To prevent the meals from being taxed, the company needed to demonstrate to the IRS that, over a two-year period, at least 50% of employees at its San Francisco office had in fact responded to an emergency between the hours of 11 a.m. and 2 p.m. local time. For evidence, the company had 1.5 million documents—mostly emails—pertaining to about 1,000 employees.
The company reached out to Lighthouse for help finding the best case-building documents within those 1.5 million. Lighthouse offered its Key Document Identification service. Rather than prioritize documents for linear review, the Lighthouse team promised to identify the most valuable and evidential documents—and do so in less time and at a lower cost.
Hacking Through the Haystack
The Lighthouse team eliminated less-valuable documents in stages. First, they used an advanced algorithm to remove junk and duplicative documents, reducing the document set to 943,000 (a 38% reduction). Among those, the team targeted San Francisco employee names and emails, which brought the total down to 484,000 (an additional 49% reduction).

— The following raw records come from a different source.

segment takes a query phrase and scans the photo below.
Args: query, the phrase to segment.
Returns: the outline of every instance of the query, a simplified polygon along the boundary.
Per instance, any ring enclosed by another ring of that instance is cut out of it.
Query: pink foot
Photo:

From here, the team employed nuanced, multi-layered linguistic search techniques to zero in on the most necessary and informative documents. Along the way, Lighthouse encountered a number of challenges that would have thwarted other search tools and teams.
One of these was the knot of different time stamps attached to emails: the last in time email in every thread was converted to Coordinated Universal Time (UTC), while every previous email in the thread was stamped according to the local time zone of the sender. The Lighthouse team circumvented this by searching the emails’ metadata, which converted all times to UTC. Using this metadata, the team was able to search using a single timeframe (6 to 9 p.m. UTC, corresponding with 11 a.m. to 2 p.m. Pacific).

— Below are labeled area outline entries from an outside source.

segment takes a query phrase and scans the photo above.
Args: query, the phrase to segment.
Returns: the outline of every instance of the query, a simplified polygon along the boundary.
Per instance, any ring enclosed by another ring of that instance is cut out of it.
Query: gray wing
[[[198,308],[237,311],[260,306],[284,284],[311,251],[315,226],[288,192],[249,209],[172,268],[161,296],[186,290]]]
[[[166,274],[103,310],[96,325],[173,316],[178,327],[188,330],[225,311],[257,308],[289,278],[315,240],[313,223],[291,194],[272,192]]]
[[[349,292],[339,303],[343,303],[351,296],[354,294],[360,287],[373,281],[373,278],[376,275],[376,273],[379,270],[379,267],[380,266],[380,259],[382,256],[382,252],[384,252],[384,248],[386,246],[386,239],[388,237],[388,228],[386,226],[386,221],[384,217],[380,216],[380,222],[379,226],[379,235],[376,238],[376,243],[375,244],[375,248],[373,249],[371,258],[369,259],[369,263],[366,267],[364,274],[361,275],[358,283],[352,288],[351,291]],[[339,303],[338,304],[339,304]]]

Another challenge was looping together all emails stemming from the same incident, so that Lighthouse could provide the company with a complete account of each emergency response (and avoid counting a given emergency more than once). The team did this by flagging one email tied to a specific emergency and using proprietary threading technology to propagate that flagging to all other emails associated with that emergency.
Finally, the Lighthouse team had to classify documents by level of emergency, to help the company build the strongest case. The emergency level of some documents was already classified, thanks to a system installed by the company toward the end of the two years under investigation. But for the majority of documents, it was unknown. Lighthouse was able to classify them using advanced search features of proprietary technology, which identified key terms like “time-sensitive” and other ways emergencies were referenced in the document population.

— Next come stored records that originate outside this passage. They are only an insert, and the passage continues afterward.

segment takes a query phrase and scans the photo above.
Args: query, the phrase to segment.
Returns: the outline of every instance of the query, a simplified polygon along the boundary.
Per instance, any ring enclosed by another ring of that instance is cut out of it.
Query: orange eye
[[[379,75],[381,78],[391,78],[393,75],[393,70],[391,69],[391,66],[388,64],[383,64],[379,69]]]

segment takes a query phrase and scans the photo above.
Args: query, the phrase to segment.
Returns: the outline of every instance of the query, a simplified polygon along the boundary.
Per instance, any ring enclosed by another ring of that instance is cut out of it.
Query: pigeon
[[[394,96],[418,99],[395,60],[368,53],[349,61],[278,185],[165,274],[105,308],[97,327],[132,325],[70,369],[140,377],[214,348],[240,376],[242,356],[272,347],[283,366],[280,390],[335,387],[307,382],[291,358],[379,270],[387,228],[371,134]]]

Major Savings and Critical Insights
In only two weeks, a two-person team delivered on Lighthouse’s promise to help the company gather evidence, shrink the document population, and save time and money. Had the company tried to build a case with linear review instead, it would have taken up to 5 times longer and cost up to twice as much.
Of the 1.5 million total documents, Lighthouse escalated approximately 37,500 (2.5% of the original dataset). To help with case building, the team sorted documents into three tiers of descending priority: employees responding to high-level emergencies during the lunch hour, employees responding to any level of emergency during the lunch hour, and employees responding to high-level emergencies at any time in the day. The Lighthouse team also normalized the metadata for all documents to make it easy for company counsel to see which employees were involved in each document and thread.
Across the three tiers:
78% of San Francisco employees were tied to at least one document
74% were tied to at least one non-propagated document (i.e., an email associated with a unique emergency)
68% were the sender of at least one non-propagated document
This strongly suggested that more than 50% of employees actively responded to emergencies in the target timeframe and helped counsel hit the ground running in collecting the facts to prove it.